Dos cosas: me sentía cansado físicamente, me presionaban los dolores y se me dificultaban algunas actividades como subir y bajar escaleras, y sentirme en medio de dos flancos: los que decían ‘no tienes ningún problema, eres como los demás’, y a los que no les agradaba mucho mi presencia.
Todos los esfuerzos se vieron recompensados cuando hace dos años, a los pies de la Virgen de Guadalupe, el P. Amadito recibió de manos del cardenal Norberto Rivera Carrera la ordenación sacerdotal.
“Eran dos motivos de alegría, la ordenación, pero también era como si Dios me estuviera diciendo: ‘ya ves cómo sí pudiste, ya ves cómo sí te llame yo, sí llegaste’, era sentirme abrazado por Él”, relata.
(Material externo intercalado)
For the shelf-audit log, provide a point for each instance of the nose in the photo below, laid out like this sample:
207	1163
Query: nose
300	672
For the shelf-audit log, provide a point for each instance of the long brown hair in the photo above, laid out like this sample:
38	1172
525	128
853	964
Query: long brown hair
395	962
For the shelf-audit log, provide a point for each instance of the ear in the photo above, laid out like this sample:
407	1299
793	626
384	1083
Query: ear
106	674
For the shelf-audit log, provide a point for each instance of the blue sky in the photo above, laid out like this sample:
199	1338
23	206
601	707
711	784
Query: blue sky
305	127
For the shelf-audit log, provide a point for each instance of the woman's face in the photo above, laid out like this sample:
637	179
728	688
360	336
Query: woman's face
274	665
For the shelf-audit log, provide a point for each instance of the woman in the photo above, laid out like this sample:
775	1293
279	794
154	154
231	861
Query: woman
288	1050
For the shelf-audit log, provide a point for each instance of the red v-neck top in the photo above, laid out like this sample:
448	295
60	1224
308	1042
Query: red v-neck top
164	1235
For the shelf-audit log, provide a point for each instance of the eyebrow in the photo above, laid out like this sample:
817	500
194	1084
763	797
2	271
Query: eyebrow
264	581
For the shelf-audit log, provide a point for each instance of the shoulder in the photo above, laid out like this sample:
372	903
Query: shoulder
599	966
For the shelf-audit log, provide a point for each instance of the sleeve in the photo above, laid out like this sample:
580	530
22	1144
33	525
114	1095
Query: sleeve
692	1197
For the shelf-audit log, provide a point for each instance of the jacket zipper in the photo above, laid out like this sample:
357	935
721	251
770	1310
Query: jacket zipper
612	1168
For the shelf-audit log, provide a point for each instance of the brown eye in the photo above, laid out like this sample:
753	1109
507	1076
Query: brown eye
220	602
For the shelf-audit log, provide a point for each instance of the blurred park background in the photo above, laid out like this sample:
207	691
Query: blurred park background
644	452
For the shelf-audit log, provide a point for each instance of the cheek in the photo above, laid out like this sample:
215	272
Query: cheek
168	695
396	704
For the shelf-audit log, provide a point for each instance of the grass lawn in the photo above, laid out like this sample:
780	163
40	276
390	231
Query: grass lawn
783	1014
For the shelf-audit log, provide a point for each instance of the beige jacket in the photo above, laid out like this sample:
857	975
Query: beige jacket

Después de ejercer su ministerio en la Parroquia de San Matías, Iztacalco, en noviembre de 2013, llegó a la Catedral Metropolitana. “Aquí –dice– he encontrado mucho apoyo en los empleados y en el personal de seguridad. Me he sentido bien recibido, apreciado por el Sr. Cardenal; me siento tratado como los demás curas sin ninguna circunstancia especial, y eso lo agradezco”, agregó.
También pidió un mayor acercamiento de la Iglesia al entorno de la discapacidad: “queremos que nos incluya todavía más para reconocer que en nosotros mismos Dios puede obrar grandes maravillas”.
–¿Qué le dice a las personas discapacitadas que piensan que no pueden alcanzar sus sueños?
Que necesitamos ser fuertes, descubrir la presencia de Dios que está en nuestro corazón, Él nos va sosteniendo; yo creo que la discapacidad se puede vivir desde la Pasión de Cristo, sin fe lo viviría como una desgracia completa, lejos de Jesús no lo entendería, por eso quiero decirle a los discapacitados que la enfermedad, la aflicción y el dolor son grandes tesoros que podemos usar para acercarnos a Cristo Jesús en su Pasión, de una manera muy especial.